Key Takeaways From Disability Pride Month
- Saffron Canny-Smith
- Jul 30, 2025
- 2 min read
As Disability Pride Month comes to an end, it's important that we don't also allow disabled pride to end.
Disability Pride Month is important not only for the celebration of disabled identity, but also for the opportunity to bring awareness and education to the wider non-disabled community. I have compiled a list of the top 10 takeaways from Disability Pride Month with non-disabled people and allies in mind.
So please, if you are not disabled and willing to learn and grow your perspective, read on for your top takeaways from this Disability Pride Month...

Top 10 takeaways for allies this Disability Pride Month:
Use the words "disabled" and "disability". They are not negative words, they are neutral despritive words. Please don't use terms such as "differently-abled", "special abilities" or "handicapable". These words are made up and infantilising.
Do not offer unsolicited advice. We know ourselves better than you do and we are more than capable of doing our own research and communicating with our own medical teams. We don't need your advice - thanks but no thanks.

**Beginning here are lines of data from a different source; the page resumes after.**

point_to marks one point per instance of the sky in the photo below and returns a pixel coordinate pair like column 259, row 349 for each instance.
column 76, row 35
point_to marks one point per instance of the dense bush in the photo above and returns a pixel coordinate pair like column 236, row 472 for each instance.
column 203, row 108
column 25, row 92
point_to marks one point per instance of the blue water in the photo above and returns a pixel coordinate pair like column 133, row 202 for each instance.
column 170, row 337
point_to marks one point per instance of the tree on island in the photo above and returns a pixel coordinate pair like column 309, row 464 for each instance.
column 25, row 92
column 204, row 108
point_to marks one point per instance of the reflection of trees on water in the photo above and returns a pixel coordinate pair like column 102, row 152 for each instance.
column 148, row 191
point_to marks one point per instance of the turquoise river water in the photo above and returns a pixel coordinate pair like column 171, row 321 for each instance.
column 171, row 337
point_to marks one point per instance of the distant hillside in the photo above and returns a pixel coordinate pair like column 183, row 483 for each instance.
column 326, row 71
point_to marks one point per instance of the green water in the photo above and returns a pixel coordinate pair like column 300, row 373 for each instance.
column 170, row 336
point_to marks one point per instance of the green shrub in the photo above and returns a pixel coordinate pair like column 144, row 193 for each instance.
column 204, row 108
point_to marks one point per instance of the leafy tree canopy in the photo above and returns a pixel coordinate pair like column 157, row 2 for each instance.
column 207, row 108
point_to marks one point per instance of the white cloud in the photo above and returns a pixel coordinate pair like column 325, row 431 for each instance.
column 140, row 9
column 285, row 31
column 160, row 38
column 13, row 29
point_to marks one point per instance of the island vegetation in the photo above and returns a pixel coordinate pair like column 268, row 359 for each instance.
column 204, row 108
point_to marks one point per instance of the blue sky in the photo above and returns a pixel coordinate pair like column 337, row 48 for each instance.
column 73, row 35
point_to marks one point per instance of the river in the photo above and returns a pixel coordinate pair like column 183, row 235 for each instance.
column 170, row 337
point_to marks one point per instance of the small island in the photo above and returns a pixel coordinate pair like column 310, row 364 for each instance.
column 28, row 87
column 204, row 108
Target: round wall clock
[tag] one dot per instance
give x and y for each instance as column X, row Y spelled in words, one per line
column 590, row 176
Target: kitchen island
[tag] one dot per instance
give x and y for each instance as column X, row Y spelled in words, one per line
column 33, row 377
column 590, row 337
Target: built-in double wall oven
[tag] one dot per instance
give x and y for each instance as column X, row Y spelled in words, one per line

Following on from unsolicited advice, do not assume you know more than us about our disability. We know our own brains and bodies much better than you do.
Don't make assumptions. 90% of disabled people have a hidden disability. This means that there are plenty of disabled people living their lives that do not look visibly disabled. So don't judge, jump to conclusions or make assumptions - after all, assumptions just make an "ass" out of U and me.
Offers of help and assistance are always welcome, but please accept it when a disabled person declines your offer.
Say "hello". It is impolite to approach strangers and ask about their disability. Remember your manners and remember to start a conversation first with a simple "hello".
You are not entitled to another person's medical history.
Remember that accessibility is for everyone. Many tools first developed for disabled people (such as electric toothbrushes, elevators and more) also benefit people outside of the disabled community. Everyone benefits from increased accessibility.
Don't ask a disabled person weird intimate questions about their sex life. Don't ask about their sex life at all. How would you feel if they asked about yours?
And finally, remember that the disability community is the largest minority group that you can become a part of at any time. Treat disabled people how you would want to be treated.